We detected 105 heteroplasmies in 24 samples (supplementary table S2, Supplementary Material online), which were located at 31 positions. We identified 14 heteroplasmic sites in N1, which was higher than in tumor samples (2–7 with an average number of 3.96). Unexpectedly, 13 of them were specific to N1; as the patient was infected with Hepatitis B Virus (HBV) and liver cirrhosis, this sample may not be an appropriate sample to represent the health status, but instead could be an independent clone used as an outgroup in the analysis of mtDNA in the tumor. Since the size of the nontumor tissue was much larger than that of each tumor microsections (the size of the tumor and nontumor tissues were both 35 × 35 × 10 mm), it was unclear how many cells were sequenced for the nontumor tissue; the sample size may have been larger for the nontumor tissue, in which case, the number of heteroplasmies was the sum of different microsections. Seven heteroplasmic sites (out of 18) were observed in multiple tumor samples but with different frequencies; among them, two heteroplasmies (G14804A and T16117C) were observed in all tumor samples, and one heteroplasmy (G3424) was observed in 19 tumor samples (table 1). Notably, G3424A and G14804A were nonsynonymous mutations located in ND1 and CYB gene, and their CADD scores were 23.20 and 19.05, respectively, suggesting the gene functions were likely affected. All the other heteroplasmies were only detected in a small number of tumor samples (<6) and 11 of them were observed in single tumor sample. We found no correlation between the heteroplasmy number with sequencing depth, sample purity, or mtCN (P value > 0.05).

Table 1.

Summary of the Three Shared Heteroplasmic Sites in 23 Tumor Samples

Sample Position 3424 Position 14804 Position 16117 HeterNum
A25 G/A: 0.0542 G/A: 0.1495 C/T: 0.0916 3
A5 G/A: 0.0787 G/A: 0.2037 C/T: 0.0180 3
A58 G/A: 0.0311 G/A: 0.2303 C/T: 0.0490 3
A61 G/A: 0.0566 C/T: 0.0332 2
A66 G/A: 0.0423 G/A: 0.0658 C/T: 0.1262 5
B33 G/A: 0.0135 G/A: 0.1395 C/T: 0.0371 3
B4 G/A: 0.0217 G/A: 0.2483 C/T: 0.0565 3
B45 G/A: 0.1536 C/T: 0.0735 3
B5 G/A: 0.0344 G/A: 0.3147 C/T: 0.0315 3
B6 G/A: 0.0243 G/A: 0.2854 C/T: 0.0783 3
B9 G/A: 0.0197 G/A: 0.1047 C/T: 0.0334 3
C2 G/A: 0.0508 G/A: 0.0251 C/T: 0.0213 4
C3 G/A: 0.0139 G/A: 0.0545 C/T: 0.0431 7
C31 G/A: 0.0246 G/A: 0.0290 C/T: 0.0399 7
C74 G/A: 0.0240 G/A: 0.0359 C/T: 0.0404 3
D16 G/A: 0.1282 C/T: 0.0243 3
D25 G/A: 0.0959 G/A: 0.0984 C/T: 0.0346 3
D29 G/A: 0.0271 G/A: 0.1319 C/T: 0.0241 4
D54 G/A: 0.0169 G/A: 0.0993 C/T: 0.0166 4
D58 G/A: 0.0264 G/A: 0.1678 C/T: 0.0258 5
D62 G/A: 0.0573 G/A: 0.1297 C/T: 0.0344 6
D63 G/A: 0.0319 G/A: 0.1403 C/T: 0.0445 5
Z1 G/A: 0.0232 C/T: 0.0296 6
Open in a new tab

Note.—Major allele, minor allele, and minor allele frequency were shown in the table. For example, G/A: 0.0542 means that the major allele at this position is G while the minor allele is A, and the minor allele frequency is 0.0542. HeterNum represents the total number of heteroplasmies identified in the sample.
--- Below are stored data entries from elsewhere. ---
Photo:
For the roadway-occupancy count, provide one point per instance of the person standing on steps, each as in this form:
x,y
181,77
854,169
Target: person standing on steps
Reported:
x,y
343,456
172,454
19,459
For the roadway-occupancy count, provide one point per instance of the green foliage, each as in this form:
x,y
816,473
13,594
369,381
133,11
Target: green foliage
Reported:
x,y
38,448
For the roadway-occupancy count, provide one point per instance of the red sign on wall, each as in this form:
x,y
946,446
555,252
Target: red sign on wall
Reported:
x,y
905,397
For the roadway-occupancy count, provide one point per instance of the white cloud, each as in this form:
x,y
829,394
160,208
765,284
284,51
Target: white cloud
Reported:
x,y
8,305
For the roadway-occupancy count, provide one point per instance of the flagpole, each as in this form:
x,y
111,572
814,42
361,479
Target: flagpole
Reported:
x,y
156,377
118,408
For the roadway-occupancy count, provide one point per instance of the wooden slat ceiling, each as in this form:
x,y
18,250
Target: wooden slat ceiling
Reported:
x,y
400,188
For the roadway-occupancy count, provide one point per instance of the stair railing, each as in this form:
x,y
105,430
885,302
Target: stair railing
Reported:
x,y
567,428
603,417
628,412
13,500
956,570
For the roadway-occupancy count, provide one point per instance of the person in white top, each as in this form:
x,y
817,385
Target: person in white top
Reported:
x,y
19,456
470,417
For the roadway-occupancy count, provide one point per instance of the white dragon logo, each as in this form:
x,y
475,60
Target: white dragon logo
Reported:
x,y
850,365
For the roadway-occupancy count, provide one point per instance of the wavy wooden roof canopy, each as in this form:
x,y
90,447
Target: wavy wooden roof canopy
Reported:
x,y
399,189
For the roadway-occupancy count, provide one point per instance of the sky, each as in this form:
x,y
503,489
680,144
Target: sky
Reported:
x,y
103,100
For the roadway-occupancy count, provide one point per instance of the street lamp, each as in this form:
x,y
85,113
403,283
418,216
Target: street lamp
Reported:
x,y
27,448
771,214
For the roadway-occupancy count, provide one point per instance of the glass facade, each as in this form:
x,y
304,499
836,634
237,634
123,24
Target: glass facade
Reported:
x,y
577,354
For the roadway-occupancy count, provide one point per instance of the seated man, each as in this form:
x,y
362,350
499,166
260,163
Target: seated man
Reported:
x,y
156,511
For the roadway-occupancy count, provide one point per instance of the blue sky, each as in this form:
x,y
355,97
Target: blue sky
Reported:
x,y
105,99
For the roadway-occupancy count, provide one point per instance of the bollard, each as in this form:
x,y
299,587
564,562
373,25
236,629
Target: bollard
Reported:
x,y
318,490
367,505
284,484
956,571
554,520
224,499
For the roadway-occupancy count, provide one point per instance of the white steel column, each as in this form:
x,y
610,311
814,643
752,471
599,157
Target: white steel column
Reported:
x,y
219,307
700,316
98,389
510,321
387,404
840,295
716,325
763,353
MtDNA Heteroplasmies Shared among Adjacent Samples

By setting up a coordinate system, the pairwise physical distances for all sampling locations were measured and a dendrogram was constructed (fig. 1A). N1 was set to be the root of the dendrogram as it was the only nontumor sample. Another dendrogram was built according to the shareness of heteroplasmies (fig. 1B). We noticed that samples from adjacent sites tended to be closer in the heteroplasmy dendrogram, which was especially evident for two subgroups (B4, B5, and B6 and D16, D29, and D63). Similarly, we obtained the dendrograms of mtCN and nuclear SNV (fig. 1C and D).

Fig. 1.

Fig. 1.

Open in a new tab

—Dendrograms constructed based on different distance matrices. (A) Coordinate, (B) Het, (C) mtCN, and (D) SNV dendrogram. Note that (C) was created from scalar values of the copy number; thus, the tree cannot branch.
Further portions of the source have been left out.